Hart does not downplay the fact that jaguars currently are crossing the border. He said that “there is one confirmed new individual in the Huachuca Mountains near Sierra Vista,” as well as a possible second cat that roamed the Chiricahua Mountains south of Willcox since November 2016 but has not been seen since October 2022. “There have been eight jaguars present in the region since the 1990s, all males presumed to have entered the [United States] in search of new territory after being driven out of Sonora by older, stronger males.”
Marin noted that the last female jaguar in Arizona was killed in 1949, leaving the region as a veritable boys’ club ever since.
“All are dispersing and coming from Mexico,” Marin wrote to Salon. “These individuals are in search of new territory; however, because there are no females documented, when they become adults, they go back into Sonora looking for a mating partner.”
Additionally, the jaguar migration is partially driven by the same factor fueling mass extinctions all over the world — climate change. Even if climate change brings more jaguars into the United States, to the delight of many Americans, it also is a bad omen for Earth’s future.
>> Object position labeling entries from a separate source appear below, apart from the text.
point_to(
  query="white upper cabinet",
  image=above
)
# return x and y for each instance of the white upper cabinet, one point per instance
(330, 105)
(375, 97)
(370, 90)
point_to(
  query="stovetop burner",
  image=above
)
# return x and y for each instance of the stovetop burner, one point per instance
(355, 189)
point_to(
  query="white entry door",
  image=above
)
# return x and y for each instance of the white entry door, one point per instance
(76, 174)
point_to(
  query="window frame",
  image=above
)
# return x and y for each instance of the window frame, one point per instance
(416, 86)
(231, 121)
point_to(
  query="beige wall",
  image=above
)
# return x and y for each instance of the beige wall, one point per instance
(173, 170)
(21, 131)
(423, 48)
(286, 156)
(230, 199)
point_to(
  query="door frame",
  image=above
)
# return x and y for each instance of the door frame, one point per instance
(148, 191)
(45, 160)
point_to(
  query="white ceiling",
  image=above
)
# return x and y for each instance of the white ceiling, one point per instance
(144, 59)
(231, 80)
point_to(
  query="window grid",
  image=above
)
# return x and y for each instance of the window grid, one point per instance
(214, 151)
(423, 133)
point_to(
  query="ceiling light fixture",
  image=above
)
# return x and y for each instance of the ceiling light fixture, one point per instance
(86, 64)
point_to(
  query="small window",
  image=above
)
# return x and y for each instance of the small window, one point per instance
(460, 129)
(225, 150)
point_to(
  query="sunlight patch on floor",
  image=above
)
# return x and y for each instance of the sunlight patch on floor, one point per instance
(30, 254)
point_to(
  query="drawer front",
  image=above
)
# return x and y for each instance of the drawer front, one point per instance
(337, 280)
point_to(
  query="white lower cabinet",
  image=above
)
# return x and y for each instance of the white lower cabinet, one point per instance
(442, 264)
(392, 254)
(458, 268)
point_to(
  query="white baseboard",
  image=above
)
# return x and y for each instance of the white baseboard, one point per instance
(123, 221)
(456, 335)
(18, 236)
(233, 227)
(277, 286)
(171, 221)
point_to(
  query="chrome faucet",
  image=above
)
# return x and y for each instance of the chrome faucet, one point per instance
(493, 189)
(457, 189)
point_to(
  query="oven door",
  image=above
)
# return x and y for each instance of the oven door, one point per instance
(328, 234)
“Global climate trends, higher temperatures, drier environments, these things are pushing many species further north and these higher elevations in the Sky Island Mountains, the Gila Wilderness, the Colorado Plateau will likely become even more critical to the survival of these big cats,” McSpadden said.
Because jaguars are adaptable, they can move to diverse habitats as climate change makes their current regions inhospitable. In that sense, they set an example that our species can follow. McSpadden added that “I personally see their return as a signal of a hopeful future, where the jaguar’s resilience is not just ecologically valuable, but is also a compass for our own human resilience in a dangerously changing climate.”
Regardless of whether jaguars can or even should make a comeback in the American southwest, their very presence at the time of this writing is welcomed by many. It is perhaps a relief that, even though humans are making an ugly mess of things along the U.S.-Mexico border with the ongoing immigration crisis, there are always big cats in the same area to set a better example. McSpadden reminds us of the children who helped name the cats.
“These students are examples of how interconnectedness with the natural world is often parallel with interconnectedness with culture. Jaguars and culture were once deeply interwoven in this region and can continue to be so,” McSpadden said.